/kgp2anc

A protocol to estimate global ancestry starting from raw Illumina data

Primary LanguagePython

kgp2anc

A protocol to estimate ancestry from the main five ethnicities (European, African, East Asian, Native American, South Asian) using principal components analysis together with individuals from the 1000 Genomes project phase 3 starting from raw Illumina genotype array data.
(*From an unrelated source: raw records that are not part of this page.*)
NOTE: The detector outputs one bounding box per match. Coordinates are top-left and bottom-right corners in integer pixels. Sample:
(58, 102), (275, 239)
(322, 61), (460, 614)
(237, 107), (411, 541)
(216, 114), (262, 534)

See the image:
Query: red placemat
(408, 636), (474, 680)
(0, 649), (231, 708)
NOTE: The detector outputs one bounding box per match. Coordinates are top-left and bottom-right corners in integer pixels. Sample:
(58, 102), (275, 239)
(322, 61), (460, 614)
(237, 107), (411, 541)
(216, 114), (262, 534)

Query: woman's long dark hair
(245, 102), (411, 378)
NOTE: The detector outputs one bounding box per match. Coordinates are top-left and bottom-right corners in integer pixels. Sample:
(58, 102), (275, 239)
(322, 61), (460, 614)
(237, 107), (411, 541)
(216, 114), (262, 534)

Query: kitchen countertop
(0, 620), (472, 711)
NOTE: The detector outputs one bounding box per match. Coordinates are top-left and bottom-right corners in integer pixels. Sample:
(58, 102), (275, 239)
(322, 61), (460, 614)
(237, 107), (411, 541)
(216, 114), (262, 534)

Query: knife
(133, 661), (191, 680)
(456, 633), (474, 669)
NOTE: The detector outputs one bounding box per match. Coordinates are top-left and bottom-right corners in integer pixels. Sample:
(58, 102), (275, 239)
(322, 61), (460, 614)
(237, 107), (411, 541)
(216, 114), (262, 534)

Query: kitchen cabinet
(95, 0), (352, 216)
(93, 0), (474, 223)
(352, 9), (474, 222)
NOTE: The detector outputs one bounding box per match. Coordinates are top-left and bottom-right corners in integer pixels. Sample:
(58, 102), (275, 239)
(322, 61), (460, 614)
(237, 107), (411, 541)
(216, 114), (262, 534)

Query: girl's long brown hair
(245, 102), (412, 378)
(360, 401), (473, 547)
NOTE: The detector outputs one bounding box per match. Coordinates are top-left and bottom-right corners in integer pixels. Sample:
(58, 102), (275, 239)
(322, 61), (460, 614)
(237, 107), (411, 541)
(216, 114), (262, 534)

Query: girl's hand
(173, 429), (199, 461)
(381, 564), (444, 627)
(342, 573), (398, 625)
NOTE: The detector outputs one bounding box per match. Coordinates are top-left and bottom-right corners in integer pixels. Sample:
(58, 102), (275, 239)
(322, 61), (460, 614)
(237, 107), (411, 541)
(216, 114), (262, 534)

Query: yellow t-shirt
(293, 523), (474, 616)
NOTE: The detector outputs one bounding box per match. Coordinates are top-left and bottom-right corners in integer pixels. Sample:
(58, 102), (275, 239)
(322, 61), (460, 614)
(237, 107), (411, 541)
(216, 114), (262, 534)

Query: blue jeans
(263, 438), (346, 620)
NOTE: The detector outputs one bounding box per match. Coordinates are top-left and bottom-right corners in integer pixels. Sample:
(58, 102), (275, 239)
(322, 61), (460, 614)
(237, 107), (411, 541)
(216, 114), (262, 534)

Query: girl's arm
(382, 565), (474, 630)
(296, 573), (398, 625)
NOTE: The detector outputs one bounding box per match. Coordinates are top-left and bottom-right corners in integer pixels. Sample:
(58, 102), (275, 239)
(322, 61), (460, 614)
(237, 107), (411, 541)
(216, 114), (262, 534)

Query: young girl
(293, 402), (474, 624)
For any feedback, send an email to giulio.genovese@gmail.com

Installation

Install basic tools (Debian/Ubuntu specific):

sudo apt install wget gzip unzip samtools python3-pandas r-base-core

Optionally, you can install these libraries to activate further HTSlib features:

sudo apt install libbz2-dev libssl-dev liblzma-dev libgsl0-dev

Preparation steps

mkdir -p $HOME/bin $HOME/res/kgp && cd /tmp

Download latest version of HTSlib and BCFtools (if not downloaded already)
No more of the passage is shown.